I read a quote–by whom I forget–that said something along the lines of: hope and despair are not polar opposites. They are out of the same mold. The only difference is that hope holds on to something. Hope believes in some kind of future. Hope allows for love, while despair is weirdly narcissistic.

As individuals we are small, but together we are huge. Metaphysics suggest that all beings are interconnected in a mesh that is meant to work as one individual, or mechanism. Sociology suggests that humans are social animals that are happier and more productive when working and playing in groups. Religion suggests that we are meant to worship God together and work together to better the world.

So many times it seems that when people pray in groups, those prayers are answered. When people pray together, miracles happen. When people pray together, mountains get moved…. That’s not to say that individual prayers aren’t as powerful. God loves each individual person equally, and pays just as much attention to the lonely hiker lost in the mountains as he does to the mega churches on Sundays.

That being said, there seems to be some kind of power in numbers. I know that, for some reason, I find it easier to pray when I’m with other people. I also feel more genuine when I’m praying with other people. Sometimes when I’m praying by myself, I get distracted, or I don’t say what I really want or need to say. Sometimes I try to pray for something I know I should care about, but actually really sort of don’t.

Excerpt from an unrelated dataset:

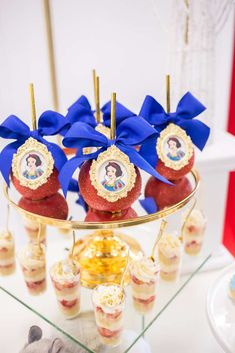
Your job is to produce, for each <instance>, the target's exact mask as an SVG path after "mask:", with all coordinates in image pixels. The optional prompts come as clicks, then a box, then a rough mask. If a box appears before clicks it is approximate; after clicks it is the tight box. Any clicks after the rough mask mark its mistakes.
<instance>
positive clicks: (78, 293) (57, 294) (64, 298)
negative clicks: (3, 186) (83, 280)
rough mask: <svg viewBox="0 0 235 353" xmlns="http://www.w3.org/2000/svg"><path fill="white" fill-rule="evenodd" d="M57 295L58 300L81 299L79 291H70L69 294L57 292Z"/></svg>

A couple nights ago I had a dream. A knight was charged with the defense of the castle while the king was away. He was strong, and a good fighter, and fully capable of doing his job. However, he was not quite capable of dealing with a supernatural threat. At one point, a demon showed up in the castle and attacked the knight, nearly killing him. The knight said, “Please, have mercy on me.” The demon obliged, but said that the knight must leave the castle and that he would be forever shamed. The knight left and went to hide away in a dark place. Then he said, “Lord, let there be courage where there is fear; let there be strength where there is weakness; let there be love where love is lost; let there be faith where there is none.” I had not been a character in the dream up until that point, but then I came into the dream as kind of a spirit-thing, and gave him a hug. That was it.

I think his prayer was wicked good, and I’ve been using it when I can. I’m really not sure what my part meant. I guess I’ll leave you with that. That is my prayer for tonight; that there would be courage where there is fear; that there would be strength where there is weakness; that there would be love where love is lost; that there would be faith where there is none in this crazy world.

Because in my world guinea pigs can fly!